Electronic Health Records and Access to Laboratory Test Results: Ensuring compliance with 10 NYCRR § 58–1.8

February 19, 2014

On January 17, 2014, the New York State Department of Health (the Department) posted frequently asked questions (FAQs) regarding patients´ access to laboratory test results using electronic health records (EHRs) and steps that could be taken to ensure compliance with New York State (NYS) regulation 10 NYCRR § 58–1.8. This regulation states that laboratory test results cannot be reported directly to the patient "except with the written consent of the physician or other authorized person." On February 6, 2014, the Federal Department of Health and Human Services published amendments to 42 CFR Part 493 and 45 CFR Part 164 which give patients a right to access medical records directly from clinical laboratories, including completed laboratory test reports (http://www.gpo.gov/fdsys/pkg/FR–2014–02–06/pdf/2014–02280.pdf).

The new Federal rule becomes effective on April 7, 2014, with a compliance date of October 6, 2014. To provide additional information on how this Federal rule affects NYS requirements related to patients´ access to laboratory results, the Department is providing this guidance.

FAQ1: The Federal rule will allow an individual or an individual´s personal representative to request and receive completed test reports directly from a laboratory that is a HIPAA covered entity. Current NYS regulations do not allow a laboratory that tests samples originating from New York State to release laboratory results directly to a patient unless written consent is first provided by the physician or other authorized person. Will the Department follow the amended Federal rule and allow patients direct access to their completed laboratory test results?

ANS1: Yes.
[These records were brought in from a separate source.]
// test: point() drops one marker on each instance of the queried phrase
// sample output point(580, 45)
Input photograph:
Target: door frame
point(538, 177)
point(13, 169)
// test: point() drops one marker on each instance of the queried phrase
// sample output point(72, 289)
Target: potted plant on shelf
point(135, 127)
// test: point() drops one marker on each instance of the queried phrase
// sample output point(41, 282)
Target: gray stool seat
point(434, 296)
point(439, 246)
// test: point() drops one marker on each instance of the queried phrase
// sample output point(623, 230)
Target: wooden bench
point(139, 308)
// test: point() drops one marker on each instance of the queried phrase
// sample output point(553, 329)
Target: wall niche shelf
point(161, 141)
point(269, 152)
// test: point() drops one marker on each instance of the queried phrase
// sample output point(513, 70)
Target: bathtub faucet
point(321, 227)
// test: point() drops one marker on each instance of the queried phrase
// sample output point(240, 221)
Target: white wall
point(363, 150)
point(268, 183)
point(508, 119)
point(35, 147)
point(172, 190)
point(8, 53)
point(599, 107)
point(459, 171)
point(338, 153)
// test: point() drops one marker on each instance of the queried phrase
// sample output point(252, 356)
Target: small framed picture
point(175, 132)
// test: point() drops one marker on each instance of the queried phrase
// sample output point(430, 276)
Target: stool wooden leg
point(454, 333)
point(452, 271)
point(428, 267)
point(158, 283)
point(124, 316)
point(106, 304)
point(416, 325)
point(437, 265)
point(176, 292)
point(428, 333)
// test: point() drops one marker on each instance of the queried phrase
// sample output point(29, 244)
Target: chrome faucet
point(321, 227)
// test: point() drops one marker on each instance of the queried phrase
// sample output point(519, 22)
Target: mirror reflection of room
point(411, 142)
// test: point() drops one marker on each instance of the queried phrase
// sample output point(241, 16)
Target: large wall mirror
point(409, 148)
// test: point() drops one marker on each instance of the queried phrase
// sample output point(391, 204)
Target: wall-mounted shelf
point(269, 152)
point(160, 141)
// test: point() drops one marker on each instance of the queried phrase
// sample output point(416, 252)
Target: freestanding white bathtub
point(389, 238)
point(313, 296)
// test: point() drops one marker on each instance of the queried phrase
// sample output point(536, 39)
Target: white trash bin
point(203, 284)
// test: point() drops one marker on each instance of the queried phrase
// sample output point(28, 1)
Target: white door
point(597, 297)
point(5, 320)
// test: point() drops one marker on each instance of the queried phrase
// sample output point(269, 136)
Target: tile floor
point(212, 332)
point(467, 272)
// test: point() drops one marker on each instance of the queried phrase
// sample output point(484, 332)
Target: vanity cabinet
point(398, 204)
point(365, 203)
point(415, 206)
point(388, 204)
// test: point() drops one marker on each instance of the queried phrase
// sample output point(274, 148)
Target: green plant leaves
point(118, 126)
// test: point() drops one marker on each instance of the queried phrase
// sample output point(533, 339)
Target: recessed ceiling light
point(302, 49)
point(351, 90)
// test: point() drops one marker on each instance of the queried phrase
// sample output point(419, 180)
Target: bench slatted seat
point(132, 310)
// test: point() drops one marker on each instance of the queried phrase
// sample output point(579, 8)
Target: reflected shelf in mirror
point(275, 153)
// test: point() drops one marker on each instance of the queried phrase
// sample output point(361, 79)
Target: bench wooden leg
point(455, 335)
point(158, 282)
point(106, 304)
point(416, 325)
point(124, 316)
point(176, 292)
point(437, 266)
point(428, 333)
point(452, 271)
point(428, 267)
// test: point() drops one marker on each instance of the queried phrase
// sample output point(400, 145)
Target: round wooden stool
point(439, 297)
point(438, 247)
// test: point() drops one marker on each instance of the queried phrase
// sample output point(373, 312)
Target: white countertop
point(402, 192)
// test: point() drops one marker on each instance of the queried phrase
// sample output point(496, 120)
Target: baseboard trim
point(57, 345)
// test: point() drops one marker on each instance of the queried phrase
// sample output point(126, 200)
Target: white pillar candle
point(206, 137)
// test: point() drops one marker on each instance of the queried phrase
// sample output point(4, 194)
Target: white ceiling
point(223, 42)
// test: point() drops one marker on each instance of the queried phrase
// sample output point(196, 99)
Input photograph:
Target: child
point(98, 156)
Consistent with the amended Federal rule, the Department intends to repeal the State regulations requiring the written consent of the physician or other authorized person and to allow laboratories to provide patients with access to test reports without any consent from the practitioner who ordered the test.
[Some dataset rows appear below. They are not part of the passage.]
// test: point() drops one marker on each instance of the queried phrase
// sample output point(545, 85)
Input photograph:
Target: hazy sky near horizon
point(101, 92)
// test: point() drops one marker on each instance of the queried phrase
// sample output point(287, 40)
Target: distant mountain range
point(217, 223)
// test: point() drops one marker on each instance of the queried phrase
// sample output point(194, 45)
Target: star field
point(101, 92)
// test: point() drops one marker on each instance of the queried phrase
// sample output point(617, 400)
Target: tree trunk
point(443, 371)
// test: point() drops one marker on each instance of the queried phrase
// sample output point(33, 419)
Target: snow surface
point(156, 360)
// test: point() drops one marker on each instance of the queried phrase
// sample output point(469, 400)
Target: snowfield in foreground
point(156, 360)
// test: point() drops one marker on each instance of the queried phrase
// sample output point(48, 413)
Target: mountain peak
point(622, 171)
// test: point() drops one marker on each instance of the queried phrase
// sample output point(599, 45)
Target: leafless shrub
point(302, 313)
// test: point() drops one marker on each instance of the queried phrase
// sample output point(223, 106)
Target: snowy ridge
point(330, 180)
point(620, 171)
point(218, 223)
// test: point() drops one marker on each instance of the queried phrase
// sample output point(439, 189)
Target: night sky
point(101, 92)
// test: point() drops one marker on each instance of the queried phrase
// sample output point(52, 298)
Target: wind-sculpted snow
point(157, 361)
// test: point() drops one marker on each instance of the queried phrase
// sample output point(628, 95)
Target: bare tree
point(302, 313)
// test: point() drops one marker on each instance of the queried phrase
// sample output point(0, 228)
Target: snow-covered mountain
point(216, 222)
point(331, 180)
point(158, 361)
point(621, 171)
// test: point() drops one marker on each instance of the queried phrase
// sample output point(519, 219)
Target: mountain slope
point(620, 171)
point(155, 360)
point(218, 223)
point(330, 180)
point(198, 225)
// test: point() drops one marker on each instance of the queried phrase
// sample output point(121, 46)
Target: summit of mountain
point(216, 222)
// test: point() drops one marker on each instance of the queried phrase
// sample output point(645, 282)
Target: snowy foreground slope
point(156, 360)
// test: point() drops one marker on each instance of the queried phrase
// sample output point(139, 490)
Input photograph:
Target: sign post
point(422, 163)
FAQ2: The Federal rule states that HIPAA–covered laboratories will be required to provide individuals with access to their laboratory test reports within 30 days of the request from the patient. Can the laboratory release results sooner than 30 days without the written consent of the physician or other authorized person?
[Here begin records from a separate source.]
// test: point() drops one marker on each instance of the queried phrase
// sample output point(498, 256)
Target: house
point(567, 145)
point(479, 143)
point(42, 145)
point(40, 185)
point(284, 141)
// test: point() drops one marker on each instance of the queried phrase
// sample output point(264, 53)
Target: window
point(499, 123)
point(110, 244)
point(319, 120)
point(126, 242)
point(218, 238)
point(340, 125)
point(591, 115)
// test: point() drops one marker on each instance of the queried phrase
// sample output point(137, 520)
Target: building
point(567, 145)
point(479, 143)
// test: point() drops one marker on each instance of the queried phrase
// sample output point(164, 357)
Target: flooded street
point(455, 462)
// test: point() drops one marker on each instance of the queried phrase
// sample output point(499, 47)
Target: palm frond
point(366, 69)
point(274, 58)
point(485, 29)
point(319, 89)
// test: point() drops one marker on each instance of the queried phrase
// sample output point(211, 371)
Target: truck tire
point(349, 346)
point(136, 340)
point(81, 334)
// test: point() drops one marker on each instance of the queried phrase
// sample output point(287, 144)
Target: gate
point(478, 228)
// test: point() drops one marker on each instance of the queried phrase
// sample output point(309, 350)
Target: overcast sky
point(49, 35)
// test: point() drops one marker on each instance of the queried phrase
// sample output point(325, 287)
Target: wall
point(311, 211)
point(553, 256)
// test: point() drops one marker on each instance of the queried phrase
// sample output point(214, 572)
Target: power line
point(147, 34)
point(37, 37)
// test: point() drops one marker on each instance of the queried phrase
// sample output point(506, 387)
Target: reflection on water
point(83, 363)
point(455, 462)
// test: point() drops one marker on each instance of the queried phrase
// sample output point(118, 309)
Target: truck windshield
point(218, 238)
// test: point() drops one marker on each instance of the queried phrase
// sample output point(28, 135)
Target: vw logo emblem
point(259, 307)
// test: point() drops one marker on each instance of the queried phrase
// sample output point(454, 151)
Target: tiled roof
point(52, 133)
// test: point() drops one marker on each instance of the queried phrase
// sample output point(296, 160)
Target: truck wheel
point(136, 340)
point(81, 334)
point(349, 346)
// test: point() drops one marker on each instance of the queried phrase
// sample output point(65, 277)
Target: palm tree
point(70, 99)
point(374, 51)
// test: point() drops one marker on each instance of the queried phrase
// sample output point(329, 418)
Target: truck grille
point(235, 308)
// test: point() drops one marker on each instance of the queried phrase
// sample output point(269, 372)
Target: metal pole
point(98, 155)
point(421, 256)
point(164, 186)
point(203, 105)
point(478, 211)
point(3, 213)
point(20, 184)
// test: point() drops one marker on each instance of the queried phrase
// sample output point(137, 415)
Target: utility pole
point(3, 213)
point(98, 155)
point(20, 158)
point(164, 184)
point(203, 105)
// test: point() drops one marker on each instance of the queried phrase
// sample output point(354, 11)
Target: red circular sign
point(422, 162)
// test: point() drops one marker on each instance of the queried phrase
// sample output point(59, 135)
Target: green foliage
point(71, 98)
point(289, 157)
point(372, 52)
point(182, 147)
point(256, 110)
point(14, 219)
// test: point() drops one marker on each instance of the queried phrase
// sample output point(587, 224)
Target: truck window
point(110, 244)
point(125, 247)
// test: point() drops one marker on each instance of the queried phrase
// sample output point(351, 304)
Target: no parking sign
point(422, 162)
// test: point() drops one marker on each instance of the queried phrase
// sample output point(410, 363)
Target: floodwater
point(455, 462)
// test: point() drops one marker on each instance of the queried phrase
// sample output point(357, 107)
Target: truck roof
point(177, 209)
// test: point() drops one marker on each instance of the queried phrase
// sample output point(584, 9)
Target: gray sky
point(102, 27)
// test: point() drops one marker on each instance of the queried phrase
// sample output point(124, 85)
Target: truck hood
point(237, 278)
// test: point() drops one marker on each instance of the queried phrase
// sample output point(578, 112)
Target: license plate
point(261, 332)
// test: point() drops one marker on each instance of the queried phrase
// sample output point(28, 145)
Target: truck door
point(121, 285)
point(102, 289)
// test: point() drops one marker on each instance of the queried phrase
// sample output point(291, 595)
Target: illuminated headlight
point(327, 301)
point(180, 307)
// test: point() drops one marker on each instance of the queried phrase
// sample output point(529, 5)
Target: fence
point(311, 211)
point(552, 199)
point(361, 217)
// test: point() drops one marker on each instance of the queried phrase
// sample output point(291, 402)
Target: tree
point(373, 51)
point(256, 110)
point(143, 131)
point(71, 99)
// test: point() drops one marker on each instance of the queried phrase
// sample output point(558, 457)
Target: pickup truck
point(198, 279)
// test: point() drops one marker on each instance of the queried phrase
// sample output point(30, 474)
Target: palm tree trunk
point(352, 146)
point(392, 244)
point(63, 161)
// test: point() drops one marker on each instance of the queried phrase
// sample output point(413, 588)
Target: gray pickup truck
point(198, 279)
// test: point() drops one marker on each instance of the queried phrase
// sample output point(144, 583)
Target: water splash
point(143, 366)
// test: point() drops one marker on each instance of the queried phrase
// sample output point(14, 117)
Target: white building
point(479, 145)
ANS2: Yes. Under the Federal rule, the laboratory generally must provide results to patients no later than 30 days after receipt of a request for test results. The laboratory may provide reports prior to the 30 days. The Department recommends that laboratories and/or EHR systems have a mechanism to ensure that the practitioner who ordered the test has the opportunity to review and discuss the test results with the patient. Thirty days is enough time for the practitioner who ordered the test to communicate with the patient regarding the test results. Good medical practice would be to allow the practitioner time to review the test results and contact the patient before providing the test results to the patient.

FAQ3: Are there circumstances where access to reports may be denied to patients?

ANS3: Yes. Both Federal and State laws will continue to allow health care professionals to deny patients access to laboratory test results on the grounds that the access requested is reasonably likely to endanger the life or physical safety of the patient or another person.